Monday, October 14, 2013

Unpacking “Queen of Knives”

Sharp & Fine, the dance company that I co-direct with my brilliant sister, Shannon Kurashige, is working on a new project, an adaptation of Neil Gaiman’s poem “Queen of Knives.” In December, we’ll be putting it on stage in San Francisco, which means that, right now, we’re in the studio wrestling with how to turn one thing into another, how to take the poem and make a new version of all the things it’s telling us in a medium that isn’t necessarily the most natural for the translation of the written word.

It’s been more challenging than I expected. “Queen of Knives” is a strangely tricky poem. Every time I read it, I’m surprised by how much less there is on the page than I remember. Between readings, it sits in the back of my head and grows, developing unsettling shadows, complicated backstory, and strange images that are never actually described in the text. It’s like a mysterious box that has an impossible series of equally mysterious and important boxes nested inside—every time you unpack one, you discover another. As Shannon recently pointed out, the delivery of details is perfect. You are given exactly what you need at exactly the right moment in exactly the right order to make the poem a ruthlessly, wonderfully efficient courier of image and feeling.

“Queen of Knives” is a brief narrative about a boy who visits his grandparents and is taken to a magic show where his grandmother is called up to the stage as the volunteer for the old trick where a lady is put into a box, sliced apart with swords, and then vanished. I won’t spoil the ending for you, but the poem manages to make this simple sequence of events into an almost distressingly pungent reflection on love, aging, regret, and loss.

We’ve been trying to identify the necessary parts of the story, to figure out which of those perfectly delivered details will survive the translation into dance and hopefully become something just as vivid as the poem itself, even if it’s something rather different. Dance articulates different kinds of things with varying degrees of accuracy. It struggles with complex, factual situations, but manages the visceral and gut-driven with relish. This is the first time we’ve tried to tell a story—an actual linear story—in dance, and deciding what needs to be in there to make sense and what needs to be changed so it can be told in movement has been a fascinating exercise.

Here’s a little snippet of our translation so far:



Without context, that bit of dance is, with any luck, beautiful, but probably doesn’t have much meaning. With context, our hope is that it will wring out some genuine tears. This duet is meant to come near the end of the dance when the events of the narrative are mostly over and we get to bring the audience into the wonderfully enormous landscape of devastation that follows.

When we’re not in the studio, we root around in all the things that we can find in the poem and grab onto whatever tangents drift past. There are lines from old songs in the poem, so we hunt the songs down.
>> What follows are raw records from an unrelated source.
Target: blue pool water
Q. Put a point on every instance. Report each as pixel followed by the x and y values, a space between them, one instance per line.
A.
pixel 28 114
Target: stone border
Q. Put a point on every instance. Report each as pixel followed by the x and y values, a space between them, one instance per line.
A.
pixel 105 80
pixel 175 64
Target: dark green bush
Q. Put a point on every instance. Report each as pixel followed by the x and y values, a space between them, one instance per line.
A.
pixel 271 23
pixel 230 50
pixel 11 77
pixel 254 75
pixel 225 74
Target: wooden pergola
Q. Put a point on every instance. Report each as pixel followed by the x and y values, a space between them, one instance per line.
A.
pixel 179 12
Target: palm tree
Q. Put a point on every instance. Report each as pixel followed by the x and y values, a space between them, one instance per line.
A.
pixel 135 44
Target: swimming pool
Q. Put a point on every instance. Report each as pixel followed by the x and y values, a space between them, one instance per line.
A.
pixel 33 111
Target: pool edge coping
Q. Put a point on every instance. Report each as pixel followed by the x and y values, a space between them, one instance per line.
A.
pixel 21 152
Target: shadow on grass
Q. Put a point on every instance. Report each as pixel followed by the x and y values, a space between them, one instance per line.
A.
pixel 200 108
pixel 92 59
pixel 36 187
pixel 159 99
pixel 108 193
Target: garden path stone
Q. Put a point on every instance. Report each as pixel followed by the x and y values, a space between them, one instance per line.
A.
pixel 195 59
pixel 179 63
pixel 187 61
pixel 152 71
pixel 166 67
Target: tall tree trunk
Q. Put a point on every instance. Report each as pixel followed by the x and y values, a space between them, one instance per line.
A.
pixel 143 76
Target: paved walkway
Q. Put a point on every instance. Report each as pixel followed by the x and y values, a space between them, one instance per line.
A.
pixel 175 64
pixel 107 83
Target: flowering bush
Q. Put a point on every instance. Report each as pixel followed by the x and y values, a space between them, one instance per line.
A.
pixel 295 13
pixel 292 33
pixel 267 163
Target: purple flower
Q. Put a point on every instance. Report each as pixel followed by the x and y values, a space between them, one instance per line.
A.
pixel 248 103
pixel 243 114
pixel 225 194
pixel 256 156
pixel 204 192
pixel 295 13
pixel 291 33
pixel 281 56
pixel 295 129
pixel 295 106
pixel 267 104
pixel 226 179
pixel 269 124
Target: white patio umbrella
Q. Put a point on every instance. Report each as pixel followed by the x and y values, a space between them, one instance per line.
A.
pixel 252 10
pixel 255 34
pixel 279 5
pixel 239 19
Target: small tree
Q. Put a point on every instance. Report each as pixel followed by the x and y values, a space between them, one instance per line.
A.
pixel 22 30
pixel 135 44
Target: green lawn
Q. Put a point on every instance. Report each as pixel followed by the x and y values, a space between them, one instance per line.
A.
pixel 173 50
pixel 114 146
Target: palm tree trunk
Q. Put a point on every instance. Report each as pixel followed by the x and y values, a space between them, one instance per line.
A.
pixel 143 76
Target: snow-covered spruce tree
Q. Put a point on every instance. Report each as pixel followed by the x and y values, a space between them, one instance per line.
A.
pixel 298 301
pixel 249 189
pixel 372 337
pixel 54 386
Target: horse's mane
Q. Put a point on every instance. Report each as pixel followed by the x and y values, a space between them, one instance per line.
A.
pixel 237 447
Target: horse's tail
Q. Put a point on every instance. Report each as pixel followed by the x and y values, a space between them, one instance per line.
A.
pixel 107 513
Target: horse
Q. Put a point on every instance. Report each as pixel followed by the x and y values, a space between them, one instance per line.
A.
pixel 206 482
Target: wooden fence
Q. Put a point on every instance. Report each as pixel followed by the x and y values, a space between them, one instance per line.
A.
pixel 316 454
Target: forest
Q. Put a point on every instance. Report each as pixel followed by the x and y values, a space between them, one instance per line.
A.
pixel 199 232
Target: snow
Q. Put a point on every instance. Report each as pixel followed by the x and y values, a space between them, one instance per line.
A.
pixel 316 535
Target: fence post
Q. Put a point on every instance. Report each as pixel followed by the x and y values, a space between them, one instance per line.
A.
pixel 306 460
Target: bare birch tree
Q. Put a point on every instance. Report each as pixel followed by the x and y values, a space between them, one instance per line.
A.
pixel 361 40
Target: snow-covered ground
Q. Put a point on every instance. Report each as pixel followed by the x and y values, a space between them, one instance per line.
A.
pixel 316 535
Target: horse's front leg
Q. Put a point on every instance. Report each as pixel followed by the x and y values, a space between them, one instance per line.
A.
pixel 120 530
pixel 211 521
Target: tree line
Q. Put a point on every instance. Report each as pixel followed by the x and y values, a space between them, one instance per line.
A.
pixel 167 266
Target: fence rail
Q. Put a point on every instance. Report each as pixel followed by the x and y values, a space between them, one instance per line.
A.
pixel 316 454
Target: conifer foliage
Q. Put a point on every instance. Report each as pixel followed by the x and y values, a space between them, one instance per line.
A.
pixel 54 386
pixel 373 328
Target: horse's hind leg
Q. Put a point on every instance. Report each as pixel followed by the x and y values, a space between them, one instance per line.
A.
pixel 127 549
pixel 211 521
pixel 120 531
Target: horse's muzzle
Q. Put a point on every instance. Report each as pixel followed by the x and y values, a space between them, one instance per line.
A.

We listen to them, we read their sheet music, we get sidetracked by the life of Al Jolson, and listen to new ukulele renditions of them. There are magic tricks in the poem, so we watch videos of Cardini, David Copperfield, Penn & Teller, and Apollo Robbins. We attempt to create tableaux of acts of violence and our comic attempts at a bar fight turn into a strange sequence of movements that fill the stage to the imperious voice of a metronome.

Our dancers (Eric Garcia, Katharine Hawthorne, Shannon Leypoldt, Carson Stein, and Megan Wright—all absurdly intelligent, gorgeous movers and beautiful people to boot) send us emails full of thoughts and YouTube videos. They ask us prodding questions and mostly don’t laugh when we ask them to do odd tasks, like mimic a foxtrot, or attempt a waltz, or draw their walking route from room to room in their house on a weekday morning. It all sounds very roundabout and possibly excessive, but it’s a necessary excess and wandering. It’s how we unpack all those mysterious boxes and details that Neil managed to put into his poem, so cleverly that you sometimes only notice them when you’re trying to turn it inside out. It gives us the stuff we need so that when we go into the studio, we can get to work on the strange business of saying the whole thing in dance.